Настя и Нгуни
— Пожалуйста, пожалуйста, хватит! — лепетала Настя, — Нгуни, прошу тебя!
— Молчи! Молчи, сука!
— Нет! Я не могу больше! Неет!
Не обращая внимания на эти стоны, требовательные пальцы расстегивают пуговички элегантных бежевых брючек, щупают увлажнившийся лобок сквозь ткань кружевных трусиков. Полные губы жадно целуют покорно подставленную шею, оставляя красные засосы на белой, почти прозрачной коже. Пальцы второй руки расстегивают пуговки блузки, высвобождая острые грудки, ласкают затвердевшие соски.
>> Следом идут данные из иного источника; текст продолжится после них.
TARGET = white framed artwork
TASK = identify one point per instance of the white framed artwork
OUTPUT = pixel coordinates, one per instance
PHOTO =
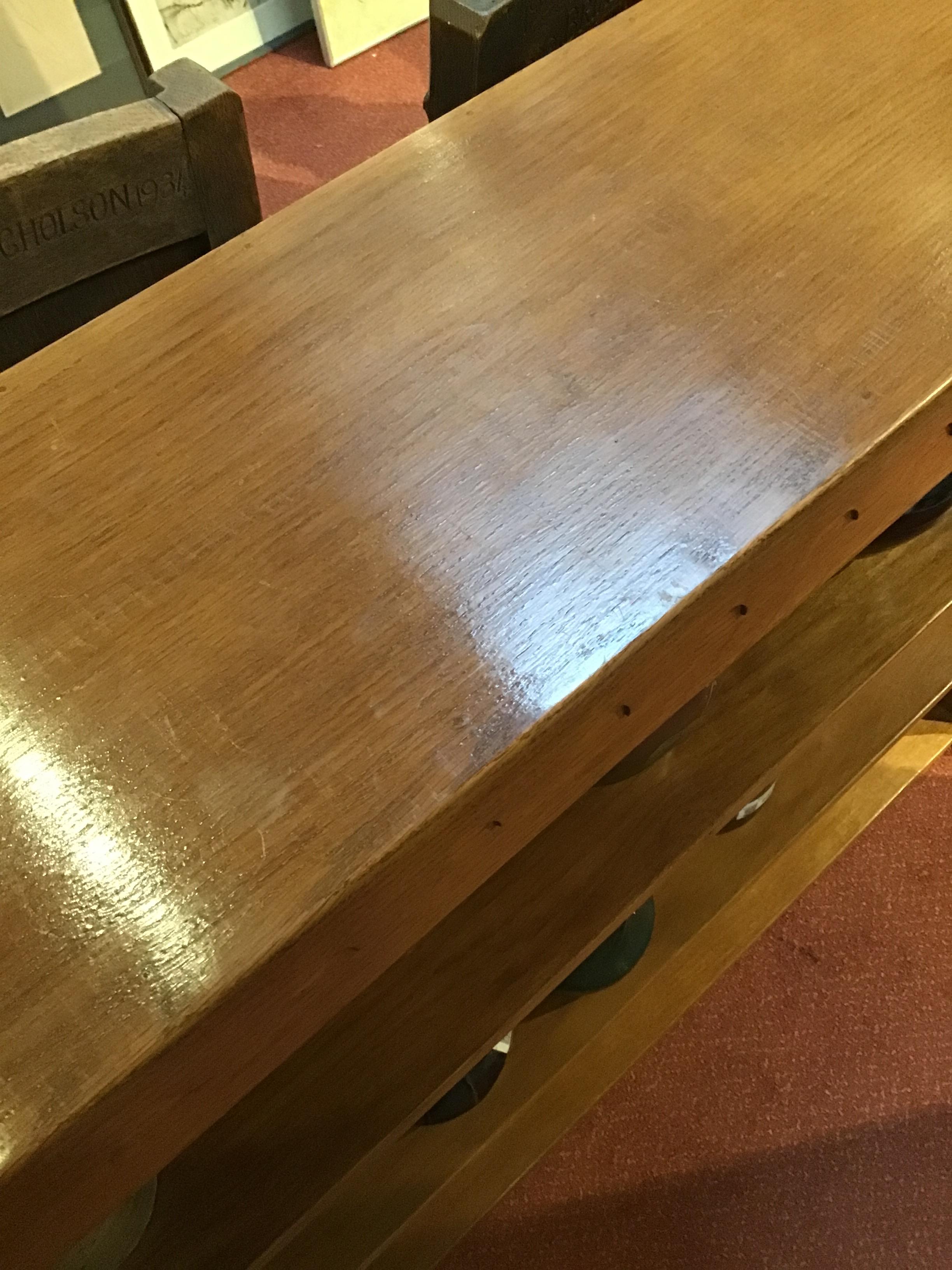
(348, 27)
(215, 33)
— Хочешь, чтобы я прекратила? Ты правда хочешь этого, белая блядь?
— Нееет! Прошу тебя, не останавливайся!
Хочет! Боится, стыдится, проклинает себя, но все равно хочет. Настенька Воронова, красавица, умница, отличница. Былинная русская красавица, Василиса Прекрасная — русая коса, васильковые глаза, алые губы. Сейчас они распухли от жадных поцелуев, коса растрепалась, а ясные глаза затуманились похотливой поволокой. Любой парень — только мигни, будет у длинных, безупречно стройных ног русской красавицы, а она влюбилась в девушку — покорно, отчаянно, безнадежно. И то, что девушка черная только добавляет остроты их отношениям — запретным и от того столь мучительно-сладостным.
Мэриам Нгуни, студентка из ЮАР, учится по обмену на том же факультете, что и Воронова. Ее кожа цвета темного шоколада, глаза черны как ночь, груди полные с темными сосками, а ягодицы круглые, словно спелые дыни. Она — дочь короля зулусов и ведет себя, как подобает черной аристократке: немногословная, но всегда готовая жестко ответить на колкость или оскорбление. Ее лицо — совершенная бесстрастная маска африканской богини, скрывающей бушующий океан страсти. В ее племени не приветствуют лесбийские связи, но здесь, среди русских снегов, пламя африканской страсти прорвалось сквозь корку внешней невозмутимости. Вулкан огнедышащей похоти излился раскаленной лавой, сжигая белую девушку. Неискушенная в утехах плоти, Настя оказалась покорной игрушкой в лапах ненасытной сексуальной львицы.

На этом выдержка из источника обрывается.